Purchasing a vehicle is invigorating for most car buyers. However, a select few will feel the pressure regarding their personal finances and backgrounds. Buying a car is no small investment for either the new potential vehicle owner or the car dealership. First, you need to ensure you can actually afford your new vehicle and the dealership needs to be able to trust you to do so. The experts at Car-Registration.org believe it is important for new car buyers to know what a car dealership has the authority to look into when you prepare to buy a car. Continue below to learn what information a car dealership will check before selling you a vehicle.
Your Credit Score
The first and most important thing that all car dealerships look into when you plan to buy a car is your credit score. Your credit score reveals several bits of information about your spending habits and your financial past. If you have a high credit score, you will have better luck negotiating with your car salesperson. However, if your credit score is exceptionally low, do not expect to have much wiggle room when it comes to negotiations. Your credit score reveals how many current financial accounts are open and if your status with each is in good standing or delinquent. Even if you have 100 different accounts open, as long as you pay all of your bills on time and hit the minimums, you are a good candidate for a car dealership. On the converse, if you have just one outstanding loan that you cannot pay off and have incurred penalties and increased interest, this produces a red flag for the dealership. To access your credit score, you must provide your Social Security Number among other personal information to the salesperson. The experts at Car-Registration.org remind you to look out for a credit report waiver to sign, which indicates the dealership’s intentions for looking into your credit history.
Your Driver’s License
The car dealership will request your driver’s license for several reasons. Primarily, if you walk into a car dealership and request to test drive a car off the bat, the salesperson will ask for your driver’s license to confirm you are legally authorized to drive so you can legally test-drive the vehicle of your choice. In addition, when the time comes to sign your new car lease or contract your driver’s license acts as proof of identity. If you plan to buy a new vehicle as a gift for someone else and do not intend to drive it yourself, the team at Car-Registration.org recommends bringing some identifying documentation to present to the dealership, especially if you do not have a current driver’s license.

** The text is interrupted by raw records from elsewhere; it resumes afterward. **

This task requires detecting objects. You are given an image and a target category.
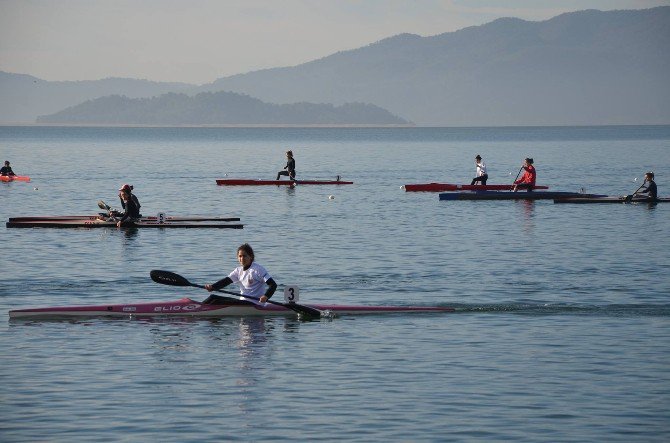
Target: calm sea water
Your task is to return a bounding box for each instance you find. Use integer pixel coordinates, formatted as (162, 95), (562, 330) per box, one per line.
(1, 126), (669, 442)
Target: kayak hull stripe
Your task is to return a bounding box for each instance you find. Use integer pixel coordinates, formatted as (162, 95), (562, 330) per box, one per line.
(405, 183), (548, 192)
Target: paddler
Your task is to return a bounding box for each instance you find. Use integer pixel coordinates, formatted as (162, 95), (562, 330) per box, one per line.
(512, 158), (536, 192)
(470, 154), (488, 185)
(276, 150), (296, 181)
(1, 160), (16, 176)
(635, 172), (658, 201)
(116, 184), (141, 227)
(204, 243), (278, 304)
(118, 184), (141, 217)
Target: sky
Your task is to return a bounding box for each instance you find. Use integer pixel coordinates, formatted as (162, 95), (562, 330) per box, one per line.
(1, 0), (668, 85)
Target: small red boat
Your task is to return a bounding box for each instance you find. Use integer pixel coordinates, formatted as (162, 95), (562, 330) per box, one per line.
(1, 175), (31, 182)
(404, 183), (548, 192)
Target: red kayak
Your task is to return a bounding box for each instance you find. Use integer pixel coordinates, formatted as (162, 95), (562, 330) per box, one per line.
(217, 178), (353, 186)
(1, 175), (31, 182)
(404, 183), (548, 192)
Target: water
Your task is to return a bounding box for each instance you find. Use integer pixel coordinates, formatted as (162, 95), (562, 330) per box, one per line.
(1, 126), (669, 442)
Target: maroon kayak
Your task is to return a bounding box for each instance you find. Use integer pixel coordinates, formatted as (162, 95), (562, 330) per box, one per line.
(404, 183), (549, 192)
(9, 297), (454, 319)
(217, 178), (353, 186)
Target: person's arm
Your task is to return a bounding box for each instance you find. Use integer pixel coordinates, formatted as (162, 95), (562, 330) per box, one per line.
(260, 278), (277, 302)
(206, 276), (233, 291)
(117, 204), (131, 225)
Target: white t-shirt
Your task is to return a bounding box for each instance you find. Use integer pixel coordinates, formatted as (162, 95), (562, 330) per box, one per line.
(476, 161), (487, 176)
(228, 262), (272, 297)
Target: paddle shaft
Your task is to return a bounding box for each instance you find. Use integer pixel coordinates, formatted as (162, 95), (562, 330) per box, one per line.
(511, 166), (524, 191)
(626, 179), (647, 201)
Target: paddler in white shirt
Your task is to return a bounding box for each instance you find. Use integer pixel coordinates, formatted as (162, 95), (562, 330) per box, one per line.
(204, 243), (278, 304)
(470, 154), (488, 185)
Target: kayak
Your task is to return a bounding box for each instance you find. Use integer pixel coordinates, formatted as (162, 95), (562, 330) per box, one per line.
(216, 178), (353, 186)
(6, 219), (244, 229)
(439, 191), (606, 201)
(0, 175), (31, 182)
(8, 297), (454, 319)
(554, 196), (669, 204)
(404, 183), (549, 192)
(8, 214), (241, 222)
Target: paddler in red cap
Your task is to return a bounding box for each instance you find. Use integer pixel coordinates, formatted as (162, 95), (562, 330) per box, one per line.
(116, 184), (141, 227)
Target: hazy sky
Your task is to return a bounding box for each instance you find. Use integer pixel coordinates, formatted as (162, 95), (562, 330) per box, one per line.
(1, 0), (668, 84)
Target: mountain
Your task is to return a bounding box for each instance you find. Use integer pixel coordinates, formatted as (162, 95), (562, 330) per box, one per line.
(35, 91), (409, 125)
(3, 7), (669, 126)
(197, 7), (670, 126)
(0, 72), (194, 123)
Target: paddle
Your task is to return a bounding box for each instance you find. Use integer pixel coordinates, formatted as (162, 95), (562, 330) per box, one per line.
(511, 166), (523, 191)
(149, 270), (323, 318)
(624, 179), (646, 202)
(97, 200), (117, 220)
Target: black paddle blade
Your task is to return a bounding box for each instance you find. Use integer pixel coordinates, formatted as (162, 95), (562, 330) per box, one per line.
(150, 270), (192, 287)
(98, 200), (110, 210)
(292, 304), (323, 318)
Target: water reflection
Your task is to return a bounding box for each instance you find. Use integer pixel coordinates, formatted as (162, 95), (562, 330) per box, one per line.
(515, 200), (535, 233)
(122, 227), (139, 240)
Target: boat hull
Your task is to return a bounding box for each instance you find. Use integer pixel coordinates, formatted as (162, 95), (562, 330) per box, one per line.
(216, 178), (353, 186)
(405, 183), (548, 192)
(1, 175), (31, 182)
(439, 191), (605, 201)
(8, 215), (241, 222)
(9, 297), (454, 319)
(554, 196), (669, 204)
(6, 219), (243, 228)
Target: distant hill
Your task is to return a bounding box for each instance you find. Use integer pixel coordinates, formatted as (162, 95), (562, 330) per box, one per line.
(3, 7), (669, 126)
(0, 72), (193, 123)
(198, 7), (670, 126)
(36, 91), (409, 125)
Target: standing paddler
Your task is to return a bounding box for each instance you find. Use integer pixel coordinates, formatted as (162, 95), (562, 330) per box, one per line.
(276, 150), (296, 181)
(470, 154), (488, 185)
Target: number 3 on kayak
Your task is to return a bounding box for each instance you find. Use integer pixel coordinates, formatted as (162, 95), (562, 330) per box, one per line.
(284, 286), (299, 303)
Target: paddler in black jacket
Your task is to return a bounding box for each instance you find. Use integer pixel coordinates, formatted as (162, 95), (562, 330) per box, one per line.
(1, 160), (15, 176)
(117, 185), (141, 227)
(636, 172), (658, 201)
(276, 150), (296, 181)
(118, 184), (141, 215)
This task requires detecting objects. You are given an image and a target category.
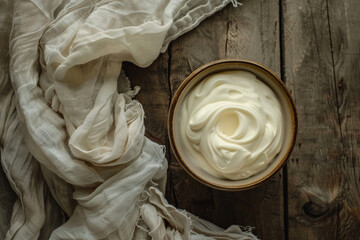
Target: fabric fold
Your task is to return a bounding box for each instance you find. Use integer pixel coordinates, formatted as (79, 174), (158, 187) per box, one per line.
(0, 0), (259, 239)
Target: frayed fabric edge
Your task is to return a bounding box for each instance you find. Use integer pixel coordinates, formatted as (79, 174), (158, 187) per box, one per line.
(161, 0), (243, 52)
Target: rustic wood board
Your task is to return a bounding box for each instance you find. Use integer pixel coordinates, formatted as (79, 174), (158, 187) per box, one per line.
(167, 1), (284, 239)
(282, 0), (360, 239)
(1, 0), (360, 239)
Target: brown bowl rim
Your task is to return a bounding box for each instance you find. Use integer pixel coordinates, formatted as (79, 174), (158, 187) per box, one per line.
(167, 59), (298, 191)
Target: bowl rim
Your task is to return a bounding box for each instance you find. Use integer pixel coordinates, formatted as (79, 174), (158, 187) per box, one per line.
(167, 59), (298, 191)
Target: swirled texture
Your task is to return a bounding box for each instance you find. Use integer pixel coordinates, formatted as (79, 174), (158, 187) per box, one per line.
(180, 70), (284, 180)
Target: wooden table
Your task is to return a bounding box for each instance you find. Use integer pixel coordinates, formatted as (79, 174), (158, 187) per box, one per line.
(1, 0), (359, 239)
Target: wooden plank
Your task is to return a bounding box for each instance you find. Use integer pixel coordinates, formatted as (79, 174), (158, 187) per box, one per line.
(122, 55), (174, 199)
(168, 1), (284, 239)
(282, 0), (360, 238)
(123, 55), (170, 146)
(327, 0), (360, 238)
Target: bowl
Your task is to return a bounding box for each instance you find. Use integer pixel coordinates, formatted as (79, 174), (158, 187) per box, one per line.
(168, 59), (297, 191)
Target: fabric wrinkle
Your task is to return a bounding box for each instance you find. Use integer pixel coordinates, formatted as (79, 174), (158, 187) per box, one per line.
(0, 0), (259, 239)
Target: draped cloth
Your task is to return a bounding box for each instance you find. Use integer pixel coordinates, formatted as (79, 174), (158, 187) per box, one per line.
(0, 0), (258, 239)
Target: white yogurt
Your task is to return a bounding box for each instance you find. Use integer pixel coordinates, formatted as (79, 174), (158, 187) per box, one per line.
(179, 70), (284, 180)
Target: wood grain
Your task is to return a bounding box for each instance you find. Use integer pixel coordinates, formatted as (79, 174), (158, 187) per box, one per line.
(282, 0), (360, 238)
(327, 0), (360, 238)
(168, 1), (284, 239)
(0, 0), (359, 239)
(122, 55), (170, 146)
(122, 54), (174, 200)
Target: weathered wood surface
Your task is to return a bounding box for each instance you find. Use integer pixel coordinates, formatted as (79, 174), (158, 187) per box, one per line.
(126, 1), (284, 239)
(1, 0), (360, 239)
(168, 1), (284, 239)
(283, 0), (360, 239)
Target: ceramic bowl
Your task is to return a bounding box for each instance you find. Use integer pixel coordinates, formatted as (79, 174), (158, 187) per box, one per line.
(168, 59), (297, 191)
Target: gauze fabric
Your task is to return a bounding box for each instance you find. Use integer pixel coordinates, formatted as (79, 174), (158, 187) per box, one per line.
(0, 0), (259, 239)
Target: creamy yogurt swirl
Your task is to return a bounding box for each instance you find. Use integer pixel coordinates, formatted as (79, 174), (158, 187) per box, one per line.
(179, 70), (284, 180)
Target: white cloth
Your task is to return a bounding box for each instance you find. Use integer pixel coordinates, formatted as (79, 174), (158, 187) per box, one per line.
(0, 0), (258, 239)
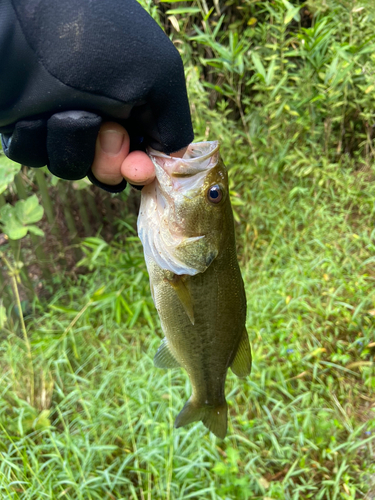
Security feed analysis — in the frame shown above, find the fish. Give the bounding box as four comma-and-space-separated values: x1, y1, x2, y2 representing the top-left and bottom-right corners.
137, 141, 251, 439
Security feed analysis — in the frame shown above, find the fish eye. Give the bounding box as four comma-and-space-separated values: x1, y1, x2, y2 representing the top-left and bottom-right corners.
207, 184, 223, 204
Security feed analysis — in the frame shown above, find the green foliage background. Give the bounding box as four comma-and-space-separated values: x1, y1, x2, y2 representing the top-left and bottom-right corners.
0, 1, 375, 499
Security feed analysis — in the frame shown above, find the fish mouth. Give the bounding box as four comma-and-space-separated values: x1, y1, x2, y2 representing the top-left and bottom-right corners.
149, 141, 219, 161
148, 141, 220, 178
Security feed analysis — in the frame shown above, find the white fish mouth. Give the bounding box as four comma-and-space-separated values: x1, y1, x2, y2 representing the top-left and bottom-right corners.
138, 141, 220, 276
148, 141, 220, 201
148, 141, 219, 163
148, 141, 220, 181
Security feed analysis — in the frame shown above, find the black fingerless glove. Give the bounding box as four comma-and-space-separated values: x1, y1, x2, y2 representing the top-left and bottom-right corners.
0, 0, 194, 191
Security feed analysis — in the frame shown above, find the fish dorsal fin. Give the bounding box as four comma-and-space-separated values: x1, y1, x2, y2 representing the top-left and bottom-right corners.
154, 338, 180, 369
166, 275, 195, 325
231, 328, 252, 378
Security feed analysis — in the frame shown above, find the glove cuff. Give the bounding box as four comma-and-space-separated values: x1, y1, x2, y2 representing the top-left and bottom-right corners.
87, 168, 127, 193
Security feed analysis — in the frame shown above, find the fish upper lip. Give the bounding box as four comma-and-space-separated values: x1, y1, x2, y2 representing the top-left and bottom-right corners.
148, 141, 220, 163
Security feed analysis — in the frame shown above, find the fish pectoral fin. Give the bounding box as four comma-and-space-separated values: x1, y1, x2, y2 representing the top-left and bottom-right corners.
174, 398, 228, 439
176, 235, 205, 249
154, 338, 180, 369
165, 275, 195, 325
230, 328, 252, 378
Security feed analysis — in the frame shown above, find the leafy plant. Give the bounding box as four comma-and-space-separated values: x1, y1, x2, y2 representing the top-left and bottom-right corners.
0, 194, 44, 240
0, 154, 19, 194
0, 1, 374, 499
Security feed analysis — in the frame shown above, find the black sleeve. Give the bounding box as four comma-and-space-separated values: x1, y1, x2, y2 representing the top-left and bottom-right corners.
0, 0, 194, 186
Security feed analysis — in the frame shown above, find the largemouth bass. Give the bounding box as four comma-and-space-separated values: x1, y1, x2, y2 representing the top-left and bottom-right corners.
137, 141, 251, 439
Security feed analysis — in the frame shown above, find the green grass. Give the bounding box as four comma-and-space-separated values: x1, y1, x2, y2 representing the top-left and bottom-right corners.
0, 149, 374, 499
1, 0, 375, 498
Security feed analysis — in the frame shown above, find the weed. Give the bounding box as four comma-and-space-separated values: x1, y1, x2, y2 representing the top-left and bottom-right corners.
0, 1, 374, 499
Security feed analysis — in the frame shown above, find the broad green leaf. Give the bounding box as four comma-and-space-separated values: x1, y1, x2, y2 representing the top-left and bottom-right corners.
15, 195, 44, 225
284, 6, 301, 24
0, 204, 26, 239
4, 224, 28, 240
0, 200, 44, 240
27, 225, 45, 237
0, 156, 20, 195
0, 203, 13, 221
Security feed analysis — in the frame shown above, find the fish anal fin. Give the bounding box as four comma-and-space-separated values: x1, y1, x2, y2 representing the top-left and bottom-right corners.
231, 328, 252, 378
174, 398, 228, 439
154, 338, 180, 369
174, 398, 203, 428
165, 275, 195, 325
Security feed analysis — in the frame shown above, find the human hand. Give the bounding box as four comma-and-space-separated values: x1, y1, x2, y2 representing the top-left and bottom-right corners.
0, 0, 193, 191
91, 122, 187, 189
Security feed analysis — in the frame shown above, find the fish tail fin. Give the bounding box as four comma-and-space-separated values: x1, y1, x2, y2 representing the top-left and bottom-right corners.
202, 402, 228, 439
174, 398, 204, 428
174, 398, 228, 439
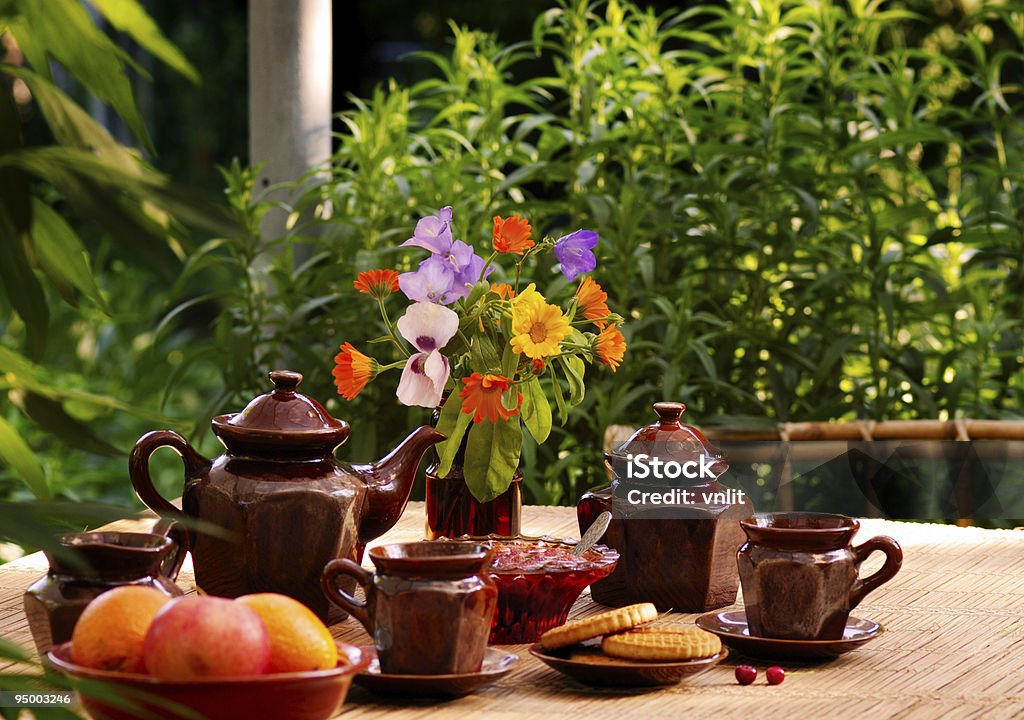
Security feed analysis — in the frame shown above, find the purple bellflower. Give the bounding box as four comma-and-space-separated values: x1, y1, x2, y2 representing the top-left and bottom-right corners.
399, 206, 493, 304
553, 229, 599, 281
402, 206, 454, 255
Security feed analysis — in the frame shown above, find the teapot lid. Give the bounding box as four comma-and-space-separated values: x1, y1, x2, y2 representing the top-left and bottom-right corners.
211, 371, 349, 453
608, 402, 727, 480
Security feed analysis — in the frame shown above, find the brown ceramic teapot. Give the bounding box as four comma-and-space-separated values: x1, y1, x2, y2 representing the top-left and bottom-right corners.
129, 370, 444, 621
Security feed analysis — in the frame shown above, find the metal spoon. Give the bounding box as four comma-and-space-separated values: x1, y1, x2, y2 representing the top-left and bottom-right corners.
572, 511, 612, 557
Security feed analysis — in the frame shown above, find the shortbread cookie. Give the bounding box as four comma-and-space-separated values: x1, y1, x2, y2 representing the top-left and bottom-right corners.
601, 627, 721, 661
566, 647, 625, 665
539, 603, 658, 650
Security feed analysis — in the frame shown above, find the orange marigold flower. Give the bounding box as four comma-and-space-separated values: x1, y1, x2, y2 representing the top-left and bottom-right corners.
353, 269, 400, 298
491, 283, 516, 299
332, 343, 378, 399
493, 214, 534, 255
594, 324, 626, 372
458, 372, 522, 423
576, 277, 610, 327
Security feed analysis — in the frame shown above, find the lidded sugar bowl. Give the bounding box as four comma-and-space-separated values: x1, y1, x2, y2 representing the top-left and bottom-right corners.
577, 401, 753, 611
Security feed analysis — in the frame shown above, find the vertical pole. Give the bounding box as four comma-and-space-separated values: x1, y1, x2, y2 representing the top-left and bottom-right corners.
248, 0, 332, 242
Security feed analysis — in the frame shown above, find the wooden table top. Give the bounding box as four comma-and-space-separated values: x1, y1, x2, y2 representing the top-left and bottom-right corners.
2, 502, 1023, 719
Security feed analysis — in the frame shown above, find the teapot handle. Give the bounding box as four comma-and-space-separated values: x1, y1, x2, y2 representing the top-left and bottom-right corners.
130, 430, 211, 518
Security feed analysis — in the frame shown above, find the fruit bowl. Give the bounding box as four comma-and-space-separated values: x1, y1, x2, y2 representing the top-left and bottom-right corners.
482, 536, 619, 644
47, 641, 368, 720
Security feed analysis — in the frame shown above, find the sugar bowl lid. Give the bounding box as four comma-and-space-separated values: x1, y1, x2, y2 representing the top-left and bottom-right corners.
211, 370, 349, 450
608, 401, 727, 481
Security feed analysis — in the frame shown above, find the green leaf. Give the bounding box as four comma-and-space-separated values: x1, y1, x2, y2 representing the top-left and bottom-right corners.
558, 355, 586, 406
8, 0, 154, 151
0, 203, 48, 359
5, 64, 145, 174
501, 386, 519, 412
549, 368, 568, 425
0, 346, 185, 426
84, 0, 200, 84
0, 416, 51, 500
500, 339, 518, 379
12, 392, 122, 457
0, 638, 31, 664
31, 199, 109, 312
1, 147, 245, 242
874, 203, 933, 231
435, 395, 472, 477
463, 417, 522, 503
520, 377, 551, 444
465, 280, 489, 306
469, 333, 501, 372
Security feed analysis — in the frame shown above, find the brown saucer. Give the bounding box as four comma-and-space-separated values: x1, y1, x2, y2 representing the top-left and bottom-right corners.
352, 646, 519, 698
529, 639, 726, 687
695, 609, 884, 660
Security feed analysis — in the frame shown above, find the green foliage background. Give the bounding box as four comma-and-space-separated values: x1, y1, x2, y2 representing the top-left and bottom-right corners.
2, 0, 1024, 527
208, 0, 1024, 507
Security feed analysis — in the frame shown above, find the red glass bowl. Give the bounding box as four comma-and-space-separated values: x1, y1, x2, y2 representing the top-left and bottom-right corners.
47, 641, 368, 720
483, 536, 619, 644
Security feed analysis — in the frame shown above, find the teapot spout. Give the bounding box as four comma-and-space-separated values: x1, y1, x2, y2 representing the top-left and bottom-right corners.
355, 425, 446, 543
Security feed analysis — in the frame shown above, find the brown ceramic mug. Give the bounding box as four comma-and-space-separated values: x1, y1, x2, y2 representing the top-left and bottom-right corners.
737, 513, 902, 640
321, 541, 497, 675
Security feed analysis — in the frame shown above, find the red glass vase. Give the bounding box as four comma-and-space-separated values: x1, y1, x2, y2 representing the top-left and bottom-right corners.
424, 438, 522, 539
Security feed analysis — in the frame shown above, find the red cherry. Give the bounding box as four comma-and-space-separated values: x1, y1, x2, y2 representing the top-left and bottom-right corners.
766, 666, 785, 685
735, 664, 757, 685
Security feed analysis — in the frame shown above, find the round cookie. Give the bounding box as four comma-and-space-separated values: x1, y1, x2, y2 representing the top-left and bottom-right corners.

Your Current Car Registration and Contract
If you are planning to trade in a current vehicle on the same day you want to buy a new vehicle, the car dealership will require you to present several items. First, you must provide proof of ownership. If you outright own your vehicle, bring the title. If you still owe money on the car, the dealership will need the loan paperwork to analyze to arrange assumption of the remainder of your payments as part of your negotiations. The dealership will also request the current car registration. Oftentimes, the car dealership will register your new car on your behalf, but the paperwork may require your current car registration to complete the process.
Finally, the team at Car-Registration.org reminds you to bring one or both sets of the keys of the vehicle you are trading, especially if you plan to complete the transaction in the same day. In addition to keys, you may need to hand over other vital items, like the vehicle’s user manual and floor mats. Being prepared is the best way to experience a clean trade-in and transfer.